Er wacht je een kleurrijke en fantasievolle wereld in Chrono Cross
Ruim 20 jaar later
Grappig dat juist CC zo nadrukkelijk stilstaat bij het verleden en de toekomst; wat kon zijn en wat er komen gaat. Want ik weet nog goed hoe ik deze game importeerde voor 165 gulden, betaald van mijn zuurverdiende vakantiebaancentjes bij de C1000 achter de kassa. CT was mijn meest gespeelde game ooit, op Final Fantasy IV na misschien. Xenogears en Final Fantasy VIII hadden me al verwend met prachtige settings en vooral die eerste met een etherisch verhaal. De lat voor JRPG’s lag dus hoog in die tijd. Chrono Cross moest aan torenhoge verwachtingen voldoen.

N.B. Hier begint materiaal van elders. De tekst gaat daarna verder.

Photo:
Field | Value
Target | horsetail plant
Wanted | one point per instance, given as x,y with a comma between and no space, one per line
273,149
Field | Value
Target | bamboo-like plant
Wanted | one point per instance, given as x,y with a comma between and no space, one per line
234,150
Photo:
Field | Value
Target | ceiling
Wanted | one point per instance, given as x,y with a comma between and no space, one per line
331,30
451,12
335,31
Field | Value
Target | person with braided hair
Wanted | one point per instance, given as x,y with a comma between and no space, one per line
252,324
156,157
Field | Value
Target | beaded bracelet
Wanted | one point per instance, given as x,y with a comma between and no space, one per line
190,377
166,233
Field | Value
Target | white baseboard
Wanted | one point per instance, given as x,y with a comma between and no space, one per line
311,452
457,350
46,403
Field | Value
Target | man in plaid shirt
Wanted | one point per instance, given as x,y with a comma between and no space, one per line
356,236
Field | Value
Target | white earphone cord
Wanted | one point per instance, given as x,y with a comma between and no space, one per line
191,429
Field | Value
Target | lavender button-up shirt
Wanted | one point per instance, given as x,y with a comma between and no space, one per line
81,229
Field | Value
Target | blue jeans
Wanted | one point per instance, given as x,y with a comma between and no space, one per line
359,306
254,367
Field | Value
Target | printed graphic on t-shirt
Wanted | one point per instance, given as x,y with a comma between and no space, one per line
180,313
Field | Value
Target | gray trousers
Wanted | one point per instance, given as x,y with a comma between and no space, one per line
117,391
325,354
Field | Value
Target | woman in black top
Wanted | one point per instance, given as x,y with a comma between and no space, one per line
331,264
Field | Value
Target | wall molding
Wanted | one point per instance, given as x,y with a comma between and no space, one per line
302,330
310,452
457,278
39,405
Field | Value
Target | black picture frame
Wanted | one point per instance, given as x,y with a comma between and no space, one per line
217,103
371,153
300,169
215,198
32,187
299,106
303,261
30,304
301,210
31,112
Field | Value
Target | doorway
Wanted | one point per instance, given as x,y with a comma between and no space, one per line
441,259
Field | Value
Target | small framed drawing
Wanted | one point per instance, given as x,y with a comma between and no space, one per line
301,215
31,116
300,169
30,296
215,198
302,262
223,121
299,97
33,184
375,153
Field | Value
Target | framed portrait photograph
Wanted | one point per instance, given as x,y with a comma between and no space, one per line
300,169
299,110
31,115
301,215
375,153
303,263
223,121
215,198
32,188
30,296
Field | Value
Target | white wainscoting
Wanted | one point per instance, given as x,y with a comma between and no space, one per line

Maar CC is een ander beestje dan die gebruikelijke RPG’s. Het verhaal wordt je niet op een presenteerblaadje aangeboden, er zijn tal van karakters te rekruteren en technisch kan de PS1 het allemaal nog maar net aan. De vele karakters hebben vaak aandoenlijke achtergrondverhalen, maar missen doorgaans diepgang. En in de gevechten is iedereen nagenoeg inwisselbaar. Al is wisselen van vechtmaatjes ook weer een heel gedoe, omdat je de uitrusting niet zo gemakkelijk kan overplaatsen. Het zorgt ervoor dat je meestal maar gewoon met hetzelfde clubje blijft spelen.
Al met al wist CC me niet zo te grijpen als eerdere RPG’s van Squaresoft en na één keertje uitspelen verdween de game achterin de kast. Ik ben vast niet de enige waar het zo gelopen is. Vooral voor hen is deze remaster gemaakt denk ik. Mensen die aan CC terugdenken en zich afvragen of ze deze game niet nog een kans moeten geven. Want wat al snel duidelijk wordt als je deze nieuwe editie opstart, is dat de ontwikkelaars met een flinterdun budget hebben moeten werken. Daarvan is een groot deel vast gegaan naar de vertalingen die zijn gemaakt nu CC voor het eerst ook in Europa is uitgegeven.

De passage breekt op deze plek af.